For the first time, on this year’s The X Factor, viewers voted via an app on their iPhones, iPads and iPhone Touches. 1.5 million people downloaded The X Factor app and many of these bought packs of votes for either 69p or £1.99 using iTunes payment. And people came back for more – we saw a really high re-purchase rate, which told us that people liked this way of interacting and they are happy to pay for the entertainment.

Options for the TV industry have been, until recently, limited to premium-rate phone lines or SMS. Viewers like to support their favourite contestant and some people will pick up their phones and dial the number. But now, we have put an interactive app in the hands of people as they watch the show. Viewers rate contestants and express their views throughout the show and when it comes to the crunch, they are happy to spend a bit of money to back the people they believe in.
We think this opens up a new opportunity for the TV industry and can create new revenue for a range of TV genres – talent shows, quizzes, competitions, reality voting shows, sports and music.

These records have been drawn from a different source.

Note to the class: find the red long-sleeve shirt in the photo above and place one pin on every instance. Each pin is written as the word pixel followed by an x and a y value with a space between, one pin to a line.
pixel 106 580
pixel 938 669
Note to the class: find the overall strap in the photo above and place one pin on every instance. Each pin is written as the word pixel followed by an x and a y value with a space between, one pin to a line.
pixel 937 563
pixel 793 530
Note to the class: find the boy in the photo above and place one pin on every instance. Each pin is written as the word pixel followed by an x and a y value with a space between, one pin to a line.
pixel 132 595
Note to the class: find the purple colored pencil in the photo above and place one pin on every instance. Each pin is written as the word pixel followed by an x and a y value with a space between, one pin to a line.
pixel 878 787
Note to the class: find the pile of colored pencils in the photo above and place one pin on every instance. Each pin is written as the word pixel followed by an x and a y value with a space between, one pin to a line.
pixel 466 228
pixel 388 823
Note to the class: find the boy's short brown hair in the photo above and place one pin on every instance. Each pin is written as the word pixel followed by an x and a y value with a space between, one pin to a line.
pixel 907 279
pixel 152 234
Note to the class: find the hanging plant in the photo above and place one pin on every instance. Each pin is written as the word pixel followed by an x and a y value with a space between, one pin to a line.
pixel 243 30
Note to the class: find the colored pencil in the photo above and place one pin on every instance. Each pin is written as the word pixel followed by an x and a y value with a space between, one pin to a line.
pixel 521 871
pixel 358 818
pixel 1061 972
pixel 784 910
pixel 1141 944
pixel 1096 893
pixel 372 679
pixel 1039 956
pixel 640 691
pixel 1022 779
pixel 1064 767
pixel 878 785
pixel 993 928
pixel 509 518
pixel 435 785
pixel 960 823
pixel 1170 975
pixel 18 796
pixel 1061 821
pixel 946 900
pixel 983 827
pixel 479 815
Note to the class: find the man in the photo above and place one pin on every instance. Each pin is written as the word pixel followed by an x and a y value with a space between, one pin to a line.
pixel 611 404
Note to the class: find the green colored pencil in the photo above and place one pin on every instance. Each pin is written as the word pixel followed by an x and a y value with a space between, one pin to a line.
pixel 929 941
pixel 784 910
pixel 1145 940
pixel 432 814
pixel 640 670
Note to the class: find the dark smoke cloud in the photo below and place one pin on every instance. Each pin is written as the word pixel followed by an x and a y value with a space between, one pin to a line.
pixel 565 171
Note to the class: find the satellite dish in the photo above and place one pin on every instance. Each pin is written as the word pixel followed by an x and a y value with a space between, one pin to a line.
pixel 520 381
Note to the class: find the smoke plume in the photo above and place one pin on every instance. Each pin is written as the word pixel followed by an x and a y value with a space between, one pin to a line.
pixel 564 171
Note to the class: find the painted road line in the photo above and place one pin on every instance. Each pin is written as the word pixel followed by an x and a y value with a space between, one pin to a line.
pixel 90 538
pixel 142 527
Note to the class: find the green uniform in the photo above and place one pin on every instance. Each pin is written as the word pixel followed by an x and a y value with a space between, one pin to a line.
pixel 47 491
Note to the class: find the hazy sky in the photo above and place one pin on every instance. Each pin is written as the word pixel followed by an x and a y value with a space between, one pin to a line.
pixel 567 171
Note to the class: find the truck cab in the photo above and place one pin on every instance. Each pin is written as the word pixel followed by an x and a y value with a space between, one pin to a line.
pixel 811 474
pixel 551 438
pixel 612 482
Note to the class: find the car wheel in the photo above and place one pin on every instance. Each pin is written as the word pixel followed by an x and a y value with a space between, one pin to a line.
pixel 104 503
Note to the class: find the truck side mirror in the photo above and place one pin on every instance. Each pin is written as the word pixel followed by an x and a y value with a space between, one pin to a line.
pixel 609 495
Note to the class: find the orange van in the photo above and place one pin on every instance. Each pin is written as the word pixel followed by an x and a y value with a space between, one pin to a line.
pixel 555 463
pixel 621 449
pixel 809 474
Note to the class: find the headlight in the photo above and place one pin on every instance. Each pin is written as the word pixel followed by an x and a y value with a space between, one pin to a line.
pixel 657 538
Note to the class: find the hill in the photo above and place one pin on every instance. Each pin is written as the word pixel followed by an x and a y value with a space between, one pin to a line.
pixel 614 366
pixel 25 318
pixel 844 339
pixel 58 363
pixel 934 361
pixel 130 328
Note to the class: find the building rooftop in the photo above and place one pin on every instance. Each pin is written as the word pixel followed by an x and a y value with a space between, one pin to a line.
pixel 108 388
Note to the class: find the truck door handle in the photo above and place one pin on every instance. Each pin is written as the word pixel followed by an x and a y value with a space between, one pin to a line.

As micro-billing gets easier – and Google Play’s roll out of Direct Carrier Billing will really help here – people are happy to pay small amounts to be entertained.
One area in which we are investing is the development of quiz shows where the home audience pays to play with the chance of winning a prize – all from the comfort of your sofa.
But, as this market develops we need to take care. Taking payment for TV interaction means that the relationship has moved from broadcaster and viewer to retailer and consumer. Investment in security, resilience and regulatory compliance is fundamental and not something that your creative, design-led, UI-centric app developer is interested in. So, we developed the Tectonic Platform to enable app developers can focus on what they are good at. By using the Tectonic API, the app developer plugs into the platform, their app automatically scales to TV audience size and security and regulatory compliance is taken care of.
Analysis – What would help?
In my opinion, two things:
Firstly, more price points from Apple, 69p is the minimum, what about 25p or 50p?
Secondly, more frictionless billing mechanisms across devices and networks – why can’t a WiFi tablet user simply add a charge to their broadband bill?
For now, 1.5 million of The X Factor audience is a good start.